8| A Tale of Two Syndromes: Vietnam and Gulf War (excerpt)

The generals plan their high-tech battles so that no one at home sees U.S. troops killed. If GIs die years after the battle—as they would from DU poisoning—the generals hope to limit protest.

John Catalinotto

The Pentagon's use of depleted-uranium weapons brings an important contradiction to the fore: the vast goals of the U.S. military on one hand and its need to minimize casualties among its troops on the other. With DU weapons the Pentagon postpones casualties and avoids responsibility for them.

A Pentagon document outlining its goals, called the Defense Planning Guidance, was leaked and then published in The New York Times on March 8, 1992. The document asserted complete U.S. world military and political domination, and threatened to punish any other nation that even aspired to rival U.S. power. The document implied this list of potential rivals included not only the latest demonized governments but even those major capitalist powers in Western Europe and the Pacific that were always allied to the U.S. as long as the USSR was their common enemy.

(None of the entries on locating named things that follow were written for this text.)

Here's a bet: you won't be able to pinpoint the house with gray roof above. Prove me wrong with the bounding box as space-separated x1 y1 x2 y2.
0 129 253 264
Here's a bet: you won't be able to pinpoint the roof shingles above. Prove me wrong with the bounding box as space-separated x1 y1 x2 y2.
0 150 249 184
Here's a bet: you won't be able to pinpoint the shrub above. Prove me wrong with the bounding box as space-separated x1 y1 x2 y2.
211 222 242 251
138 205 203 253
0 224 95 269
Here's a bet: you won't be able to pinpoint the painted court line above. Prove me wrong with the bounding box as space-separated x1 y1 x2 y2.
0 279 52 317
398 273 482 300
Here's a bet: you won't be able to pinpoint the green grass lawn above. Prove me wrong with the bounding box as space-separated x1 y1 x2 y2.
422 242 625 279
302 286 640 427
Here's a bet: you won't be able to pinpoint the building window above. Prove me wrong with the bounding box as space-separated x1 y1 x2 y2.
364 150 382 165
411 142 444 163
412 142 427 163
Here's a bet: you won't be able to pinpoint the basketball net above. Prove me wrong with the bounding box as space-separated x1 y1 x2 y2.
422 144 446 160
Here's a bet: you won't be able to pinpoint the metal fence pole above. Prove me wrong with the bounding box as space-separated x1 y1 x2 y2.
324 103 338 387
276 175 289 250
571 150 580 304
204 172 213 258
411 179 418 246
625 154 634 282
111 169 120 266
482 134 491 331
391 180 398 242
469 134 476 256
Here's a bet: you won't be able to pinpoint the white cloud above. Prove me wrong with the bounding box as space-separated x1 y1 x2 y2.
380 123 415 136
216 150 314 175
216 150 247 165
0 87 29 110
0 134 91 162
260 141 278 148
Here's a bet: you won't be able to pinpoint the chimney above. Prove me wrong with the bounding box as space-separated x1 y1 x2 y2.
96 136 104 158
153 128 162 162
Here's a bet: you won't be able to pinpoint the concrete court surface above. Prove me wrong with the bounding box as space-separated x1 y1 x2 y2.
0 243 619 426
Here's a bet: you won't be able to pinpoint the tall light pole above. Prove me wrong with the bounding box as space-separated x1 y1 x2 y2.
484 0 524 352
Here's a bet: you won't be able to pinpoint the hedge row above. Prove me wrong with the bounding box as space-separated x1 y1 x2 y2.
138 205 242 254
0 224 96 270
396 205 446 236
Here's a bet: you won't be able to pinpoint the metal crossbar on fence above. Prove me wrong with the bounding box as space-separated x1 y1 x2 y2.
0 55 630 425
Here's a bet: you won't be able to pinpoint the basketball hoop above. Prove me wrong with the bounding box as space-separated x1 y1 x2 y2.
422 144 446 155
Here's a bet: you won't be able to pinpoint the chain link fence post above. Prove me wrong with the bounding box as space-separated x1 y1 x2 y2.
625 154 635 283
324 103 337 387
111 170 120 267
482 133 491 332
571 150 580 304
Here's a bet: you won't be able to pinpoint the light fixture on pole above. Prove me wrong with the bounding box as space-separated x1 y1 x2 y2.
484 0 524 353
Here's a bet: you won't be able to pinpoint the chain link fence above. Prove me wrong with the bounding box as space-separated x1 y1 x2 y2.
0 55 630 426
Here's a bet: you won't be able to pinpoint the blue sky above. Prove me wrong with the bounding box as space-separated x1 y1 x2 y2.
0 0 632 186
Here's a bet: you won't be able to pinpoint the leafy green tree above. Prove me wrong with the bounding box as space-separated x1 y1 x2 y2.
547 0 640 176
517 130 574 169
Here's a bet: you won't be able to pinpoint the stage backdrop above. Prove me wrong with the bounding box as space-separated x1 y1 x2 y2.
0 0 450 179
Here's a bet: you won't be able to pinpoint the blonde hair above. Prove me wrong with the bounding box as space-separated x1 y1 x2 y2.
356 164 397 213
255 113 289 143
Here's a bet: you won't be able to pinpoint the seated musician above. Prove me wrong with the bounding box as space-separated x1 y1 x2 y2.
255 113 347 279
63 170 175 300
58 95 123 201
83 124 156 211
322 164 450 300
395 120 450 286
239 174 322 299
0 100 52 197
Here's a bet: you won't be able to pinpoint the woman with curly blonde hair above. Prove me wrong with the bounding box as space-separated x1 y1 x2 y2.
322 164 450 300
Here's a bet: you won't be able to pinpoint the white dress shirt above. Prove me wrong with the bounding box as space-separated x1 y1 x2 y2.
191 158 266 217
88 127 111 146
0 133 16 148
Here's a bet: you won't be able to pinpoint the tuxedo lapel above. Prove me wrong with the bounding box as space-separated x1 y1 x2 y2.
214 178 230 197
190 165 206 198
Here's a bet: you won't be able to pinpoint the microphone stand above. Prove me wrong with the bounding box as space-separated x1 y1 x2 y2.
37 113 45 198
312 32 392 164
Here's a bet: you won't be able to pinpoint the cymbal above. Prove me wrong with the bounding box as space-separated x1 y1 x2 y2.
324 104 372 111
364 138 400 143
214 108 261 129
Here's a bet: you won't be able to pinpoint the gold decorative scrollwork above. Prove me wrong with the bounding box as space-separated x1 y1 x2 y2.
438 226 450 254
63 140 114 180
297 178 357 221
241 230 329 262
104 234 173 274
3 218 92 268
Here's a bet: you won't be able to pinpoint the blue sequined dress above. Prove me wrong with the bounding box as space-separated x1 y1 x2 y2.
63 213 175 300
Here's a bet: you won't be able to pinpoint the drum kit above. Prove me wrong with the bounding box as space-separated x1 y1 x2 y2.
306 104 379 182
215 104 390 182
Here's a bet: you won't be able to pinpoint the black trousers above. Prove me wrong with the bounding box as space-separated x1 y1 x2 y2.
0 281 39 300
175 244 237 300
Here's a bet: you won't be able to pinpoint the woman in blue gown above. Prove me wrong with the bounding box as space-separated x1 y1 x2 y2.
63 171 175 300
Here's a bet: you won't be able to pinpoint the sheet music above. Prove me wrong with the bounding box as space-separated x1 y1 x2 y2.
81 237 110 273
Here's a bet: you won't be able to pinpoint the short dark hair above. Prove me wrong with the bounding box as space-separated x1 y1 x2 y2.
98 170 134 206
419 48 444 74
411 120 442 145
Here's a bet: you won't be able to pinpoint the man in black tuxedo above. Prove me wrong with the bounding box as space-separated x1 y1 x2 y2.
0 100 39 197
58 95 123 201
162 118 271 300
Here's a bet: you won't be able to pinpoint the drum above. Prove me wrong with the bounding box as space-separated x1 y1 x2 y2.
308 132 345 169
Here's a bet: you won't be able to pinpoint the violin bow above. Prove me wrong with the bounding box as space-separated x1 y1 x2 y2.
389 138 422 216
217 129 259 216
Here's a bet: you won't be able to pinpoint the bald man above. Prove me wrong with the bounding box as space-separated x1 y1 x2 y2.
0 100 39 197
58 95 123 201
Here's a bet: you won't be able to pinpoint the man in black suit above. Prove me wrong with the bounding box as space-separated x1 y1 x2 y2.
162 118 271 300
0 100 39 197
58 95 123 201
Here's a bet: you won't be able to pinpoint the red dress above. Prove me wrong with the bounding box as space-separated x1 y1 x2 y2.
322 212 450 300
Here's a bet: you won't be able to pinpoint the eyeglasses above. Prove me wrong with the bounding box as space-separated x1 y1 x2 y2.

Any such broad plan for conquest requires at least some risk by the troops. Yet former Joint Chiefs head Colin Powell has made it clear that his military doctrine in the Gulf War—and it was shared by many of his colleagues—was to limit U.S. casualties for fear of losing political support at home. He would avoid battle unless the politicians could sell the aims of the war to the public. Then the military would go in with overwhelming force, hoping to win quickly and take almost no losses.1

That this could be Powell's public attitude shows how much has changed since World War I. There the first day of the British offensive at the Somme in France in August 1916 cost sixty thousand British casualties, including twenty thousand killed. The battle succeeded only in moving the British lines a few yards forward.2

The generals ordered troops to charge through machine-gun fire and gas attacks without worrying about popular resistance in the cities or disobedience at the front. It took all of three years of that great slaughter to incite revolution in Russia and four years to topple the Germany monarchy.

Times have changed. With vast profits from oil at stake in the Gulf, the Bush administration was prepared to risk many GI lives—but managed to get away with only 147 U.S. troops killed in battle. The slaughter of the Iraqis was one-sided. In Mogadishu, Somalia, in 1993, the well-publicized deaths of only eighteen troops made the Clinton administration pull out.

That is where DU comes in. This dense material makes shells that penetrate and shields that block. It keeps casualties lower during battle, but imposes them later when the political costs are small.